Just tried it again and was able to get it. Sorry about that. Must be those Senior Moments!


----------



## Joe Lyddon (Sep 11, 2004)

It seems like I remember them doing it in a real simple manner using one of their Spacer Fences...

I found my notes!!

Using the 1/4" Spacer Fence setup as for box joints... and a 1/4" straight bit.

Make a spacer block for Cut #2.

Use backer / pusher blocks behind each cut.

*Cut #1:*
FRONT piece good side UP... flat on table... 
Make the cut... a groove 1/4" x 1/4" and 1/4" away from end.

*Cut #2:*
SIDE piece. Clamp spacer block over the Spacer Fence.
Hold piece on end with the good side toward the fence.
Use a scrap block from the side to hold piece solid against the fence.
Make the cut.

Done!

Slicker than you know what!


----------



## challagan (Feb 7, 2006)

I like the combination joint that Bob and Rick have used many times. They use it on the Jewelry chest that they show often on the WW Channel. 

Corey


----------



## beemerbob (Sep 10, 2004)

Joe Lyddon said:


> It seems like I remember them doing it in a real simple manner using one of their Spacer Fences...
> 
> I found my notes!!
> 
> ...


I finally found the tape that came with my set of spacer fences. A picture IS really worth a hundred words.


----------



## bobj3 (Jan 17, 2006)

Hi Joe

I need help on this one  

Is this what you mean,see below,, quick box joint ,,,but I don't see the LOCK for the drawer front or did I miss something.   

Bj 

----------------



Joe Lyddon said:


> It seems like I remember them doing it in a real simple manner using one of their Spacer Fences...
> 
> I found my notes!!
> 
> ...


----------



## Joe Lyddon (Sep 11, 2004)

Bob,

Maybe you missed part of it... when done, it looks just like your top picture... but not like the bottom pic.
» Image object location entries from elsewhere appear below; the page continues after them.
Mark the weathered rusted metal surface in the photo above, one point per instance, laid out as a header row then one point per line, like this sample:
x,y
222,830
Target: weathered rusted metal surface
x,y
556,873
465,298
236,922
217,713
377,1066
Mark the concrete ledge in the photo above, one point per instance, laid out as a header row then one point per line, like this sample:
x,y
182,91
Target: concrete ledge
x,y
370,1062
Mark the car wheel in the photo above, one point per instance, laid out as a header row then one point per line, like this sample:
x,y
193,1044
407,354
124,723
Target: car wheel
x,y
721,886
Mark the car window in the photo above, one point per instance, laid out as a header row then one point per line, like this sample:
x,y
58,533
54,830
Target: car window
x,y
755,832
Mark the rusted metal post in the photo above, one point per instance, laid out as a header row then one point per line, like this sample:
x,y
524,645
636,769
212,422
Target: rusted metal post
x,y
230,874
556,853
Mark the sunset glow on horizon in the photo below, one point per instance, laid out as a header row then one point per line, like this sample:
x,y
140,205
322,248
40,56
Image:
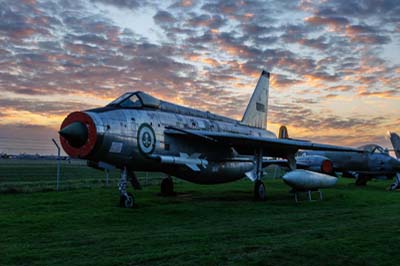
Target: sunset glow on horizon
x,y
335,65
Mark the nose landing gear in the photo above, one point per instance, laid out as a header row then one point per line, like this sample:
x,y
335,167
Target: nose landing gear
x,y
126,199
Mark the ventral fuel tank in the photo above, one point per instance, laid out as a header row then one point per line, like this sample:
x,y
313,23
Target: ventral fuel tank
x,y
304,180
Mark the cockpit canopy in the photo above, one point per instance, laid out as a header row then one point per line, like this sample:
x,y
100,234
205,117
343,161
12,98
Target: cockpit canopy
x,y
373,148
135,100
Note, I think I got the Front / Side reversed... fixed now...  


*Make a spacer block for Cut #2.* This makes the cut right at the edge like a 1/4" rabbet.
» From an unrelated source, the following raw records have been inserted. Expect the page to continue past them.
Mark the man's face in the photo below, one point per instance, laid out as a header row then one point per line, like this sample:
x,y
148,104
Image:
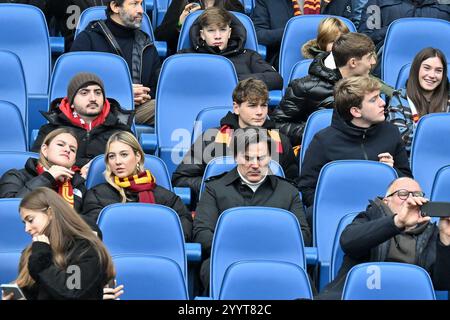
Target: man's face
x,y
88,101
216,36
251,113
130,14
254,163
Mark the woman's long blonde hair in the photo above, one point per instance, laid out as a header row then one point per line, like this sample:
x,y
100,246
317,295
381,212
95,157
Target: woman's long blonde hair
x,y
130,140
64,228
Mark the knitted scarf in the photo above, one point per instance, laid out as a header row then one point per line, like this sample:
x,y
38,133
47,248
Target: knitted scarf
x,y
143,183
65,188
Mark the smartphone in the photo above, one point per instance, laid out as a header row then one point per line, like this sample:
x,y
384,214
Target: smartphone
x,y
436,209
13,288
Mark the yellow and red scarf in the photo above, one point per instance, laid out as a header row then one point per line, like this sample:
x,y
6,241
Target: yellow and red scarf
x,y
65,188
143,183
*Use backer / pusher blocks behind each cut.

Cut #1:*
*SIDE (your Ochre Color) * piece good side UP... *flat on table*... 
Make the cut... a *groove 1/4" x 1/4" and 1/4" away from end.*

*Cut #2:
FRONT (your Orange color)* piece. *Clamp spacer block over the Spacer Fence.*
Hold piece *on end* with the good side toward the fence.
Use a scrap block from the side to hold piece solid against the fence.
Make the cut.

Done!


----------



## challagan (Feb 7, 2006)

bobj3 said:


> Hi Joe
> 
> I need help on this one
> 
> ...


Isn't this what Rick calls the combination joint on the show? They show the Jewelry Chest project all the time on the WWchannel and the case sides are constructed with this joint I think. Basically one panel gets routed flat and the other on edge. 

Corey


----------



## Joe Lyddon (Sep 11, 2004)

challagan said:


> Isn't this what Rick calls the combination joint on the show? They show the Jewelry Chest project all the time on the WWchannel and the case sides are constructed with this joint I think. Basically one panel gets routed flat and the other on edge.
> 
> Corey


I took my notes from an episode on the ww'g ch.
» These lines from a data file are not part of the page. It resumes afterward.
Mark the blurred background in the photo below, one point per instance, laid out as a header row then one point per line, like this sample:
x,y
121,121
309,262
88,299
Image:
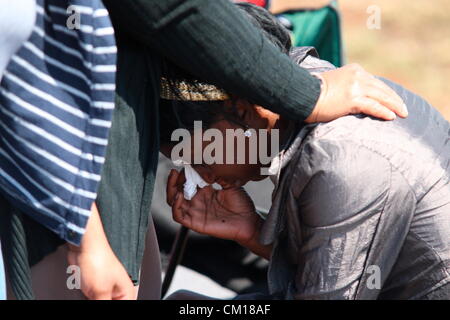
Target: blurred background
x,y
412,46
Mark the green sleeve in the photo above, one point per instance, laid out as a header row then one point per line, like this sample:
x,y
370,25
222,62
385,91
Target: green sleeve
x,y
216,43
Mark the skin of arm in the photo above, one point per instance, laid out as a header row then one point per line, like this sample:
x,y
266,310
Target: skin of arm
x,y
102,275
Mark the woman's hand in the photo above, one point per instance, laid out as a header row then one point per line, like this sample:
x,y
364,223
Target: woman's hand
x,y
352,90
102,275
227,214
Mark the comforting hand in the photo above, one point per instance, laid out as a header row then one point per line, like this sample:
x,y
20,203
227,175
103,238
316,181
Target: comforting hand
x,y
227,214
102,275
352,90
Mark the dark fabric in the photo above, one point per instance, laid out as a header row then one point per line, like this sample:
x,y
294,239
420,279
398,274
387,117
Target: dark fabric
x,y
125,192
180,31
217,44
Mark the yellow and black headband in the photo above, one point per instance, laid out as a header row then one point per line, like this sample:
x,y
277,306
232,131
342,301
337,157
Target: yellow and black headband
x,y
191,91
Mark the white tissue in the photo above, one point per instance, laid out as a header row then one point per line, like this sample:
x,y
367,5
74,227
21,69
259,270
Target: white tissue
x,y
193,180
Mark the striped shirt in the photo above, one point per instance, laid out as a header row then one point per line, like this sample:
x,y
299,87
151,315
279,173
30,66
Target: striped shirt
x,y
56,105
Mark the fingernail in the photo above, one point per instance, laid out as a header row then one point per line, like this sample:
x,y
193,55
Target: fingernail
x,y
393,116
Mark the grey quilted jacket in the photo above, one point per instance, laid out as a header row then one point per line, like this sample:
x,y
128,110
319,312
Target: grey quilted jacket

I don't remember what the episode was about... or what they called the joint.

I do remember that when I saw it, I liked it alot. :sold:


----------



## challagan (Feb 7, 2006)

On the show I hear them refer to it as a Combination Joint. In Bob and Ricks book that I have they refer to it as a Rabbet/Dado Joint... makes sense. 

Corey


----------